Published: 07/26/2017
Published: 07/26/2017
In today's low oil price environment, the majority of operators are focusing on the development of their best acreage to maximize economic returns. These sweet spots are increasingly scarce, and hence the number of infill wells that will be drilled will increase. Stimulation treatment of the infill wells (“child” wells) drilled next to existing producers ("parent" wells) often causes negative fracture interference ("frac hits"), frequently resulting in irreversible production degradation on both parent and child wells.
This paper focuses on the implementation and modeling of a novel far-field diversion technique to reduce the frequency and severity of frac hits by altering the hydraulic fracture behavior. This method relies on the deployment of fracture geometry control (FGC) diversion pills consisting of a predetermined mixture of multi-sized specialty solid materials designed to create a low permeability barrier at fracture tips (far-field diversion), which alters in-situ fracture propagation.
This paper describes a case history where this novel technology was used during the completion of two infill wells drilled next to a producing parent well in the Eagle Ford Shale. Both infill wells targeted the lower portion of the Eagle Ford but were landed in different pay intervals in order to maximize hydrocarbon drainage. FGC pill was included in the pumping schedule to induce far-field diversion and prevent the infill well fractures’ growth towards the depleted pressure area around the parent well. The effectiveness of diversion was assessed through a high frequency pressure monitoring (HFPM) technique, which relies on processing surface pressure signals at high frequency. Pressure sensors were installed at the wellhead connections of both infill wells and the interpretation of pressure signatures was used to evaluate the degree of hydraulic communication between the wellbores and to gain an understanding of diversion effectiveness of various pill designs. Analysis of the pressure data indicates that hydraulic communication between the adjacent wells was reduced when FGC material was pumped.

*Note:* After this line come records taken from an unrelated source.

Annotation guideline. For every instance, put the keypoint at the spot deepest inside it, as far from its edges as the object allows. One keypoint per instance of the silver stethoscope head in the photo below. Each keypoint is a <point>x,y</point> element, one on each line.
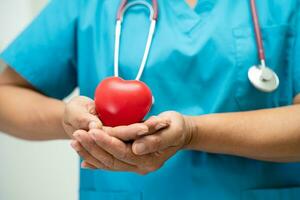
<point>263,78</point>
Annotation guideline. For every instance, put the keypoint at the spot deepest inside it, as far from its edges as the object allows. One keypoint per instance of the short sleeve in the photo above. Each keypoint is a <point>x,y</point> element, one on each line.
<point>296,56</point>
<point>45,52</point>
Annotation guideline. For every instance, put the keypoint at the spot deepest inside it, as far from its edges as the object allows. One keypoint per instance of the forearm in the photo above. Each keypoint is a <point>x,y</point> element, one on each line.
<point>27,114</point>
<point>271,135</point>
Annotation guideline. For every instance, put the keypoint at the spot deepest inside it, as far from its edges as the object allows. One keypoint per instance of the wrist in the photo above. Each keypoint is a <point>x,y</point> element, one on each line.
<point>191,131</point>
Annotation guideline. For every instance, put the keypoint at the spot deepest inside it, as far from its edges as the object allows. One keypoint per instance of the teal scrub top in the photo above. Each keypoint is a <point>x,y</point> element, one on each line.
<point>197,65</point>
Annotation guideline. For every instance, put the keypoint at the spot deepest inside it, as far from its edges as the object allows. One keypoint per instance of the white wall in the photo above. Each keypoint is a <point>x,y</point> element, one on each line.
<point>32,170</point>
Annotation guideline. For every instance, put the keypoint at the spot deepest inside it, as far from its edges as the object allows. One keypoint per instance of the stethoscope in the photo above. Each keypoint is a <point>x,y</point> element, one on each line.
<point>261,76</point>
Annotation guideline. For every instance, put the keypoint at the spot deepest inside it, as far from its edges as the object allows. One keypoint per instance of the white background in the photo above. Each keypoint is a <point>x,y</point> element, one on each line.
<point>32,170</point>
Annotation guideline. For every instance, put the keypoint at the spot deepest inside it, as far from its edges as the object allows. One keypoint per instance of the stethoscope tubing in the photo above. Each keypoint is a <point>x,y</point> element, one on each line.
<point>260,80</point>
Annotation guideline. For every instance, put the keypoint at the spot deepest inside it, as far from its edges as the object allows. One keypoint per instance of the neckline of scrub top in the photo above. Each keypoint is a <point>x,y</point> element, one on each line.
<point>192,17</point>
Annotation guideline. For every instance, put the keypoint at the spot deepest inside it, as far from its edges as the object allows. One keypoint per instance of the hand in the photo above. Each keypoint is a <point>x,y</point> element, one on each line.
<point>104,148</point>
<point>97,147</point>
<point>80,113</point>
<point>176,136</point>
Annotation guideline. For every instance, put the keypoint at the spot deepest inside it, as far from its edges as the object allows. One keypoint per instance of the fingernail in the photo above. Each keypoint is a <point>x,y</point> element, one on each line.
<point>94,135</point>
<point>142,132</point>
<point>74,145</point>
<point>160,126</point>
<point>76,135</point>
<point>94,125</point>
<point>140,148</point>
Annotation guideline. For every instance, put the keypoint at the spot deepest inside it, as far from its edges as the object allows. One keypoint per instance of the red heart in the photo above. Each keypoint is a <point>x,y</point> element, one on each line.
<point>121,102</point>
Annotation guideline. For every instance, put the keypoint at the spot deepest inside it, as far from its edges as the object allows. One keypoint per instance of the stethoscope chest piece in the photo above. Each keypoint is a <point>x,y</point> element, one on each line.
<point>263,78</point>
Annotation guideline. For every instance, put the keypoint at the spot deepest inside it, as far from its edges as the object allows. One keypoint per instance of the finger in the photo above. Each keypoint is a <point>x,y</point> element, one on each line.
<point>101,155</point>
<point>86,156</point>
<point>87,165</point>
<point>116,147</point>
<point>86,121</point>
<point>127,133</point>
<point>156,123</point>
<point>81,111</point>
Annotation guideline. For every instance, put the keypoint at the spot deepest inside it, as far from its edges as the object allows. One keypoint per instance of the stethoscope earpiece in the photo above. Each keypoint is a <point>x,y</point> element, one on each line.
<point>263,78</point>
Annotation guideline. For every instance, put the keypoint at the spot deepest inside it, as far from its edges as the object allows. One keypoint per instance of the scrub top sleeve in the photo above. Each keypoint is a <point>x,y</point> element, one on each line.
<point>296,57</point>
<point>45,52</point>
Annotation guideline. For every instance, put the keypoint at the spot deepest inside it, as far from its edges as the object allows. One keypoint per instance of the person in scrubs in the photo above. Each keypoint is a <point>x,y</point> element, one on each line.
<point>210,133</point>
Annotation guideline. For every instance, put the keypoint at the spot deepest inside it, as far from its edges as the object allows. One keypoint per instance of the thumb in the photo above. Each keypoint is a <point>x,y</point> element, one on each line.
<point>87,121</point>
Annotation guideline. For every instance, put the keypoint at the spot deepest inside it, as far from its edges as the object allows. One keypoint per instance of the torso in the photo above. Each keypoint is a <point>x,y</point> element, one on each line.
<point>197,65</point>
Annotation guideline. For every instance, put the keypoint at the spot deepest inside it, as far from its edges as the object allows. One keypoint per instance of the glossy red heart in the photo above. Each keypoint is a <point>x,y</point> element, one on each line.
<point>121,102</point>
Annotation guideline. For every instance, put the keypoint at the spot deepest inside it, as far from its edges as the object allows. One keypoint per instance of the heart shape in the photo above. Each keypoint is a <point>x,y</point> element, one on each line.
<point>122,102</point>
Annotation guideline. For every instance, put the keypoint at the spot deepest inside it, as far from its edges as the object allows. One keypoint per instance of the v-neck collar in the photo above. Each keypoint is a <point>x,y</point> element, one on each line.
<point>188,18</point>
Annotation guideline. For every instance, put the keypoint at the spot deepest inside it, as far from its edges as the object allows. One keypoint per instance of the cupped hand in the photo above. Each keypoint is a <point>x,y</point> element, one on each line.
<point>80,113</point>
<point>176,136</point>
<point>104,148</point>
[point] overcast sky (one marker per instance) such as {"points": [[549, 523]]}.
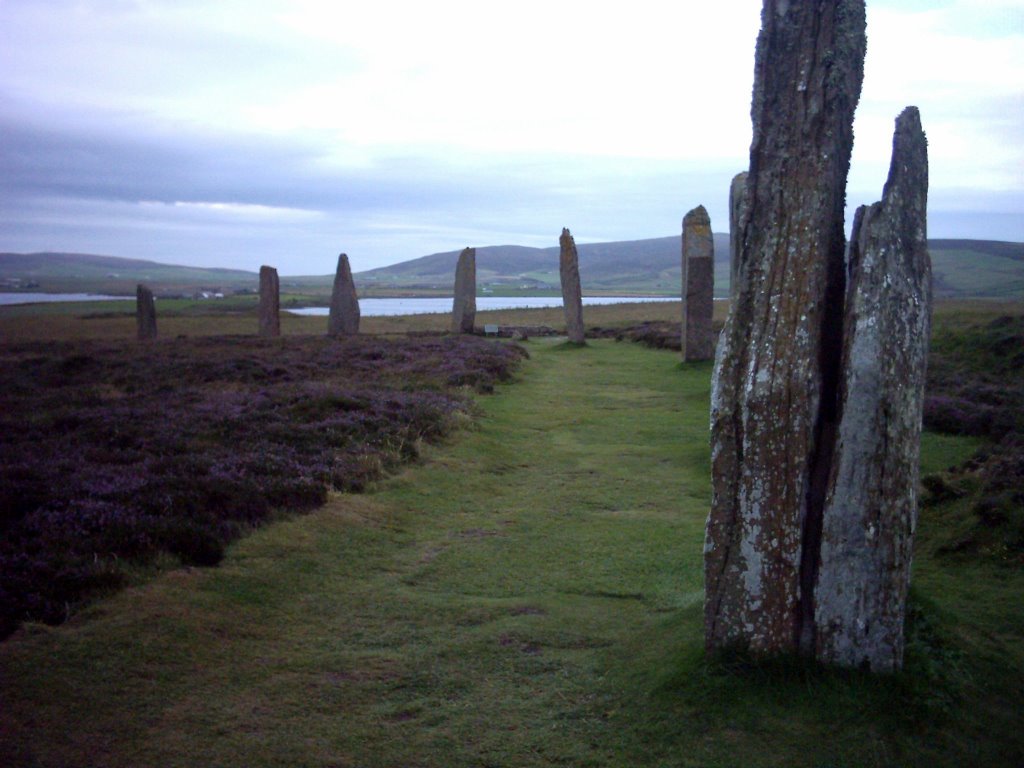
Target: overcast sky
{"points": [[228, 133]]}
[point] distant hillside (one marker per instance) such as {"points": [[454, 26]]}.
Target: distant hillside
{"points": [[74, 272], [963, 268], [628, 266]]}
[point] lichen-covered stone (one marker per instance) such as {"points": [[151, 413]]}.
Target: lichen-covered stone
{"points": [[738, 211], [464, 304], [344, 315], [773, 397], [698, 287], [568, 268], [145, 313], [269, 302], [870, 508]]}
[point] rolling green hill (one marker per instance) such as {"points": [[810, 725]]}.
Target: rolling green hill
{"points": [[75, 272], [963, 268]]}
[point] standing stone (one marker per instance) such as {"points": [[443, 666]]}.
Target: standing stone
{"points": [[568, 267], [145, 313], [344, 316], [870, 509], [269, 302], [464, 304], [774, 391], [698, 287], [737, 220]]}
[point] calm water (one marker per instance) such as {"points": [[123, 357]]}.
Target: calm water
{"points": [[36, 298], [381, 307]]}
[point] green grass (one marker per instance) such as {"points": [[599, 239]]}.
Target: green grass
{"points": [[530, 595]]}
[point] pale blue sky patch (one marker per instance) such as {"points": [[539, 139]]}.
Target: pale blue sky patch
{"points": [[239, 133]]}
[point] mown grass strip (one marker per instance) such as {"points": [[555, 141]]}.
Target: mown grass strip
{"points": [[529, 595]]}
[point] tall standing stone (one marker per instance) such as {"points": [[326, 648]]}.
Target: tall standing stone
{"points": [[145, 313], [464, 304], [774, 390], [870, 508], [269, 302], [737, 218], [344, 316], [568, 267], [698, 287]]}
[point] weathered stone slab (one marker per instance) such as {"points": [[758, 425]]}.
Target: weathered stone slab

Post-job production analysis shows that production of the infill well landed in the same zone as parent well was improved by 12% if compared to the average production of similar offset infill wells in the area. Furthermore, parent well production also improved by 5%, further evidence that fracture hits were successfully mitigated and that the original conductive area did not sustain damage. These results were further confirmed by hydraulic fracture and reservoir modeling using advanced integrated modeling workflow. The model confirmed that production improvement is a direct result of enhanced reservoir stimulation coverage of the infill well when the FGC technique was used.